I hate football. I find it a barbaric and brutish sport that
lacks the beautiful aesthetics of soccer, the raw athleticism of hockey, and
the sheer insanity of rugby. But in just a couple days I will be glued to the
TV, Seahawks cap firmly on my head (except for the moments when I’m nervously
working it between my hands), screaming my brains out for a sport I rank just
above cricket and just below curling in terms of watchability. (Obviously the
most watchable sports are 1) Women’s soccer 2) Cycling 3) Cheese Rolling 4) Olympic
Hockey and 5) Chess Boxing.)
So why the Seahawks? What is it about this team that is
making me care about a sport I still believe epitomizes pretty much everything
wrong with American culture?
There’s nothing inherent about the Seahawks per say. Growing
up in SoCal, it’s not like I was surrounded by football culture. The closest
team was still four and a half hours away and let’s face it, who the hell cares
about the Chargers anyways? Sure some
people pulled for the Niners, but you were just as likely to run into a
Panther’s fan or a Cowboy’s devotee.
As my dad’s family hails from Wisconsin and my mom’s clan
resides in the Pacific Northwest, I’d express vague feelings of hoping the
Packers or Hawks would win the Superbowl, but mostly couldn’t care less
because, man, is football a dumb sport. And yet, here I am, eagerly awaiting
the Superbowl. Not because of the game itself, but because of the connections
the game affords me.
To be human is to want to belong. We all crave that intimate
connection with others. We’re all looking for where we fit in. Some of us know
from the time we can first form coherent thoughts, “I love dogs. I want to do
something with dogs when I grow up. Maybe I’ll be a dog doctor.” And 20 some
odd years later, you’re graduated vet school. Others figure out their place
when they realize they’ve found the person they’re gonna spend the rest of
their life with. Or when they see their kid for the first time.

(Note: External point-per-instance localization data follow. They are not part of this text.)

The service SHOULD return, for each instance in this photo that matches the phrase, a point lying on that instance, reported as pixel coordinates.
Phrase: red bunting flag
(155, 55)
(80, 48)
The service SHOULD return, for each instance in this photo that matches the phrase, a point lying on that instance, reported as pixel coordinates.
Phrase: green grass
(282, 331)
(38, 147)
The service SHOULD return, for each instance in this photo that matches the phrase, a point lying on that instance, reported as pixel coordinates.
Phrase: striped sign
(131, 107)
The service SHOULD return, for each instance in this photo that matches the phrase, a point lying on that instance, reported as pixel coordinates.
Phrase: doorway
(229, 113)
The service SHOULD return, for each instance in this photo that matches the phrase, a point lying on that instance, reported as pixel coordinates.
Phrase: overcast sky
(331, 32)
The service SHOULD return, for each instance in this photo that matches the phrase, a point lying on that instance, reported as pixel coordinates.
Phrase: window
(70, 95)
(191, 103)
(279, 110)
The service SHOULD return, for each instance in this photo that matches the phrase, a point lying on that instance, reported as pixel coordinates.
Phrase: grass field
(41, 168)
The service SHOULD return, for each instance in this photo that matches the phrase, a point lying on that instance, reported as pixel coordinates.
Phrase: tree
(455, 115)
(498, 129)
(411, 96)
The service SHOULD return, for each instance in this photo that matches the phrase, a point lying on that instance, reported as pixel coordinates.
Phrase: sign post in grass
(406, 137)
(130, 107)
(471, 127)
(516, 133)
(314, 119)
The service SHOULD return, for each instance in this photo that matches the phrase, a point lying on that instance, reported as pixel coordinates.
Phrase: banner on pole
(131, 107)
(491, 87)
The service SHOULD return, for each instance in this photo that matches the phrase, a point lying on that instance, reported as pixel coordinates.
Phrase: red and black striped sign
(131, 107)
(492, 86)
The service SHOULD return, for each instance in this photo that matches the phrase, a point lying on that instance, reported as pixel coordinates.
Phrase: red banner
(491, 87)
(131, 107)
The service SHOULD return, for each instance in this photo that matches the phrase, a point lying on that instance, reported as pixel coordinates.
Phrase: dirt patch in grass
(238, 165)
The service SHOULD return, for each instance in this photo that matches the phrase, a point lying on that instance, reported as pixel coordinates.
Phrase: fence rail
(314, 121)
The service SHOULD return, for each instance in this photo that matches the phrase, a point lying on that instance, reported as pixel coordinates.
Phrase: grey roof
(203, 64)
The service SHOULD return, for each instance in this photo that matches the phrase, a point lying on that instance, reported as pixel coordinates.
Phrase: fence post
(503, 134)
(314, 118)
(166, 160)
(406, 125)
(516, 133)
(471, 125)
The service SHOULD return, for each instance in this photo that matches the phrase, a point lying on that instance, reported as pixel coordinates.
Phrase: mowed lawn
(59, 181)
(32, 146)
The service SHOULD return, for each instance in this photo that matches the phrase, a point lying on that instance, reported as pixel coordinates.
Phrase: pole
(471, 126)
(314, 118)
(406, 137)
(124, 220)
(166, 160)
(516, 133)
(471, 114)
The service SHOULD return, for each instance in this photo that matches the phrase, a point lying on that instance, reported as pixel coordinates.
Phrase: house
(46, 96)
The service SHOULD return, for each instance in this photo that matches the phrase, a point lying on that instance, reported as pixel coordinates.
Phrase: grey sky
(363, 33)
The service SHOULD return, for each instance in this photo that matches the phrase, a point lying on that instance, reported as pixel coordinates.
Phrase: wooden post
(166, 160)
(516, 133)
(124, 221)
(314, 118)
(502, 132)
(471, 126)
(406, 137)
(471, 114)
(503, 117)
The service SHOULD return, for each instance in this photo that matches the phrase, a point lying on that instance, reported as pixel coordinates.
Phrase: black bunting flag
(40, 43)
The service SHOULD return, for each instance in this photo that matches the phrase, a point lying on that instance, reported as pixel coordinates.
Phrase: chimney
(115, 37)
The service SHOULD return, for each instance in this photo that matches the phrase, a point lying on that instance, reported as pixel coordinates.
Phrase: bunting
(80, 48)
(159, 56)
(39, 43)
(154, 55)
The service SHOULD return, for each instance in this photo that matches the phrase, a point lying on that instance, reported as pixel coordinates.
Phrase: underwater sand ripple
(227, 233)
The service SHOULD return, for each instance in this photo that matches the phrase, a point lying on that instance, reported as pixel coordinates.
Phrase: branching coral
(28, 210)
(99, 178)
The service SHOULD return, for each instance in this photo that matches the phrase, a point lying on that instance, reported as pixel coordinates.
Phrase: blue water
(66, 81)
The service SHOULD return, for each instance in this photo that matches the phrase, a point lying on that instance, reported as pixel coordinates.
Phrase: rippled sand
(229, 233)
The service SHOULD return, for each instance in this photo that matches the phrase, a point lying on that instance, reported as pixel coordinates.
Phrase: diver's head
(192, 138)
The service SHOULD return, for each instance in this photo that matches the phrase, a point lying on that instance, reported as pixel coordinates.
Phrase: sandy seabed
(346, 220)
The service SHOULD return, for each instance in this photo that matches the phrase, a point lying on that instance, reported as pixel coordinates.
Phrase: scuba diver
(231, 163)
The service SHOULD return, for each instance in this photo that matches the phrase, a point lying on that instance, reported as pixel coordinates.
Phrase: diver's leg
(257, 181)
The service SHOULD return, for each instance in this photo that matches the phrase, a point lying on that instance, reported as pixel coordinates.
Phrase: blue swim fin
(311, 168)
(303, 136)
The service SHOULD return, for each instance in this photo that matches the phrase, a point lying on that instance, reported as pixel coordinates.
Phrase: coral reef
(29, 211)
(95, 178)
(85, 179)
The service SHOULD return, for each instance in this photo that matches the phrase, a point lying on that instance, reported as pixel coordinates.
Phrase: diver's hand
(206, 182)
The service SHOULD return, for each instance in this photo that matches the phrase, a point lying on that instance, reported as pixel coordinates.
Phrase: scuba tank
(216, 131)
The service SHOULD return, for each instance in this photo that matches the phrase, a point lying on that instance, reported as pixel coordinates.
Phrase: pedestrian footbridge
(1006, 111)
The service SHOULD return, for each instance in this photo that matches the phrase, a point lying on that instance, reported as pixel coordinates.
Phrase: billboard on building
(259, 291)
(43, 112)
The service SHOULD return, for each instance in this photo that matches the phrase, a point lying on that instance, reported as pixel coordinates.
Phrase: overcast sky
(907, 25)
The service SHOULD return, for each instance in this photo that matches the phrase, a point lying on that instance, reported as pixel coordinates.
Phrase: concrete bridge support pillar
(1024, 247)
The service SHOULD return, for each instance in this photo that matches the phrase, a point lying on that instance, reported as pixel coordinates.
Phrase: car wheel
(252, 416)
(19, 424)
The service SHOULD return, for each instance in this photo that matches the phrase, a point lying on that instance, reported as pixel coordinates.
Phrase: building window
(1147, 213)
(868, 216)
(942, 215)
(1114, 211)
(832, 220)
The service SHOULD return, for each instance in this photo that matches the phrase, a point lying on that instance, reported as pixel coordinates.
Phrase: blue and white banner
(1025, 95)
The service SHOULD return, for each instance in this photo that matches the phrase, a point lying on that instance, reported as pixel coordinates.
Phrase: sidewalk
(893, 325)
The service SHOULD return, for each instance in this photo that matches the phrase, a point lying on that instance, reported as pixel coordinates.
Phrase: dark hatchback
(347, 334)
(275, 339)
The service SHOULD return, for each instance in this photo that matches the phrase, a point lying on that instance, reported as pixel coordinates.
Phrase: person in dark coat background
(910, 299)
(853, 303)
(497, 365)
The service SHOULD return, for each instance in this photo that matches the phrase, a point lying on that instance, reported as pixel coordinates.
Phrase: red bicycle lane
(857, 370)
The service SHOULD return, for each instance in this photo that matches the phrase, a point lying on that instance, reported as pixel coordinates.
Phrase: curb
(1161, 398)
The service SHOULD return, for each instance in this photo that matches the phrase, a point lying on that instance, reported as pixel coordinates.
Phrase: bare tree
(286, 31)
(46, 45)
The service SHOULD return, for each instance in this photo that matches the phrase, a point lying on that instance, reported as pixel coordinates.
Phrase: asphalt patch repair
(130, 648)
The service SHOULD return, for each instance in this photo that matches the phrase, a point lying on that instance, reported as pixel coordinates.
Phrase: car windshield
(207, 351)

And some of us never find where we belong. So we search for
other ways to connect with each other. And yes, we find that sense of belonging
in sports. There’s something pretty special about the fact that a bunch of
athletic competitions with nonsensical rules can take people who may have
nothing else in common and unites them.
I watched the 2011 WWC final in a hole in the wall bar
designed to hold about 20 people. There must have been 100 of us in there that
day, breaking every fire code and drinking the place dry. To this day, I do not
know the name of a single other person in that bar. But for 180 minutes, we
weren’t a bunch of strangers watching a game, we were fucking family.
And when our beloved team lost, I turned to the guy next to
me who proceeded to wrap me in a giant bear hug as we both broke down sobbing. Connected
over our passion for a bunch of women kicking a ball around.
It’s not a made up phenomenon either. There have been actual
studies on this. While as far as I know, none have been done in The US,
European studies have shown that the rate of suicides actually decrease in a
country when they are participating in the World Cup. The country doesn’t even
have to be winning. They could get curb stomped in every game and “self-reported
happiness” would still be higher than normal.
So yeah, I still don’t like football. But I love the fact
that it lets me connect with my students over shared experiences and that after
weeks of sitting around a TV for a few hours every Sunday afternoon, I’ve
gotten a lot closer to people I thought I had little in common with and that “Didja
see the game?” is an easy way to start a conversation with anyone and that
Richard Sherman calling out people on their use of the word “thug” provides
context for a discussion about racism and that Skittles are now a perfectly
acceptable food to eat during a rugby match, because they work for Lynch right?